|Cymru is not for sale
Mad Scientess Jane Expat
Last week, svanzoest and jade_van_zoest came to stay with us. We rented a car and, after initial confusion involving gearshifts located on the left and not being able to get the car into reverse, we were off to Eryri in Cymru (Snowdonia, the Place of the Eagles, in Wales). Like northwest Ireland, northwest Wales remains the stronghold for both the written and spoken forms of the Welsh language. Also like northwest Ireland, it is not very accessible via train or other forms of public transport, so making a quick one or two-day visit necessitates driving.
Snowdonia National Park covers 838 square miles.

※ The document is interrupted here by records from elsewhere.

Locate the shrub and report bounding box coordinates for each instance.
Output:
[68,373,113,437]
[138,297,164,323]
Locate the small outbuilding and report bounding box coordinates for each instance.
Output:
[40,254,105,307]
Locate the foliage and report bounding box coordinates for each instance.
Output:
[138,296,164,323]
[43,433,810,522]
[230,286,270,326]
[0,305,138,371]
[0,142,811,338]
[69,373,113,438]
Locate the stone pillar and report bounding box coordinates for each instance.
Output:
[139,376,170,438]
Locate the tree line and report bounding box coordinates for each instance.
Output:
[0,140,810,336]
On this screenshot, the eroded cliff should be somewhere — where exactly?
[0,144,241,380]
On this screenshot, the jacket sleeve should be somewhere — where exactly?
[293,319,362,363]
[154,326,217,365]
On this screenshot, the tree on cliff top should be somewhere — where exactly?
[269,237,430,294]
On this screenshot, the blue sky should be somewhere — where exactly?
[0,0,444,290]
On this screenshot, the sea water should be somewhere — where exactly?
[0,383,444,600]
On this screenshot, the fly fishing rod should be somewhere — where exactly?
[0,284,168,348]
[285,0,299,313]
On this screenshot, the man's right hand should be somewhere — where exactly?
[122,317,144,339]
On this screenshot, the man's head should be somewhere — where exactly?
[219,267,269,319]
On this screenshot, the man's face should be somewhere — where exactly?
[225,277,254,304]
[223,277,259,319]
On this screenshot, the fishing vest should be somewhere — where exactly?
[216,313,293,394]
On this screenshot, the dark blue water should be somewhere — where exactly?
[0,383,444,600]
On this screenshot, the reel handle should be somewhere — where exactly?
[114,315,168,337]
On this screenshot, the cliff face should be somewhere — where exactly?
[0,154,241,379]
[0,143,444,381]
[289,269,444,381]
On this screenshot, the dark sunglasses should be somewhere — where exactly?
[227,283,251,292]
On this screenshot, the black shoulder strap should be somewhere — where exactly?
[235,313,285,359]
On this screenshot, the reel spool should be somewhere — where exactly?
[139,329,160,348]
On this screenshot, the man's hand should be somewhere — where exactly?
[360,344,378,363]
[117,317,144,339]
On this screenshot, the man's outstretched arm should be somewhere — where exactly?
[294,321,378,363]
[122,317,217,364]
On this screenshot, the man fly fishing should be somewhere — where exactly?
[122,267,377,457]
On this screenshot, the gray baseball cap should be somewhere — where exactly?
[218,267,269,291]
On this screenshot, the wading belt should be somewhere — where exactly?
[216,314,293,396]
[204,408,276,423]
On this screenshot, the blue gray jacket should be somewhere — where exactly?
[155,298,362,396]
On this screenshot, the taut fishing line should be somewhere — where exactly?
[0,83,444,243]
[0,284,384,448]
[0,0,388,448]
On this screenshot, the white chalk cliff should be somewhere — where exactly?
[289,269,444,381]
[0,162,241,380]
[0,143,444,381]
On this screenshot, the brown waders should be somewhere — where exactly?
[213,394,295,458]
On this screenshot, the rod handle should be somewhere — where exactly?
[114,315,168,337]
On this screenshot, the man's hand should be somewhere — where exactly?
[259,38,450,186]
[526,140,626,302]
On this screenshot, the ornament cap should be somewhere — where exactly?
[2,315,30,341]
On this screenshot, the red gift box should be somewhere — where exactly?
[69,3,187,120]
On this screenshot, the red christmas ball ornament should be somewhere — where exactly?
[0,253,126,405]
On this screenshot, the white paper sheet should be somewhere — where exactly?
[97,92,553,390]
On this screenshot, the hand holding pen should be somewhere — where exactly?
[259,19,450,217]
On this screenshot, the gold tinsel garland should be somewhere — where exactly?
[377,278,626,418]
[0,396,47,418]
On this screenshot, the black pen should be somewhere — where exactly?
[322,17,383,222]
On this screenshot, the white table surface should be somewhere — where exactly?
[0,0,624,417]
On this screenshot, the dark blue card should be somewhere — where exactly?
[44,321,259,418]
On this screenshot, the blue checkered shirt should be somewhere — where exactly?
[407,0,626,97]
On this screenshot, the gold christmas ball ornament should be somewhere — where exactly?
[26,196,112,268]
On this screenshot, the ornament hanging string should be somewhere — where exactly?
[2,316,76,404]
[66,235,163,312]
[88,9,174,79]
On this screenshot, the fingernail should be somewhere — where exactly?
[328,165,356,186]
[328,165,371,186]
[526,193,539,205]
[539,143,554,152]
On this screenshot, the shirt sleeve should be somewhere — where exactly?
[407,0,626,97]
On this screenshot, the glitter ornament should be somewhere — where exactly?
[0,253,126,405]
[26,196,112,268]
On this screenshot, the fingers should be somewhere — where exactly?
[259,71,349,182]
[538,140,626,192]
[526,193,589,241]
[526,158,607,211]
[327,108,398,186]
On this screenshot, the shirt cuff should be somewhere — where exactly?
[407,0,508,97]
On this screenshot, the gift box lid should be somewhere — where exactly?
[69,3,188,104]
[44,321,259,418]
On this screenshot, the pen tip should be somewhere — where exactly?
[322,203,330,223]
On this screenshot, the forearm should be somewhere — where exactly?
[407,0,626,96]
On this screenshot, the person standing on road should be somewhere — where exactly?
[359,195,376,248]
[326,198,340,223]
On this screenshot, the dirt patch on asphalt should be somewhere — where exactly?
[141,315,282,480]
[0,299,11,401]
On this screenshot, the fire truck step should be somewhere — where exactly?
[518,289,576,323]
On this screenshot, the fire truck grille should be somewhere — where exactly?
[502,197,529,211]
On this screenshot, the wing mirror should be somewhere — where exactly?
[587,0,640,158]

Unlike the national parks in the States, humans inhabit and farm the area. The bulk of it is privately owned. It covers several mountain ranges, including the highest peak in England and Wales, Yr Wyddfa (Uhr Wuth-vah), "The Tomb", and Cadair Idris, "The Seat of Arthur." Just outside the park to the west in a small inlet of the larger Tremadog Bay, lies a strange little town known as Portmeirion. Fans of the British TV series "The Prisoner" will instantly recognize it as the site of the architect's folly known as The Village. That was our destination.
Portmeirion, however, contains much more than the strange hodge-podge of Mediterranean-influenced architecture and Victorian-era sculpture, much of which was also swiped from other cultures and adapted to the English aesthetic. Sheltered from the sea by an intricate series of coves and by the great western sweep of the Llyn Peninsula, its climate is surprisingly mild. This permitted the eccentric designer, Sir Clough Williams-Ellis, to devote large areas of his property to botanical conservation. The gardens of non-native plants and trees blend together seamlessly, with occasional structures like the red Chinese bridge paying tribute to the great variety in their origins.
We arrived in the early evening and stayed in one of the cottages away from the main hotel, which gave us the opportunity to explore Portmeirion during the long twilight after it closed to visitors, in the dark, and in the early morning before it re-opened. The overnight stay and the gorgeous weather let us observe and appreciate the place in a way that the day visitor can't, I think.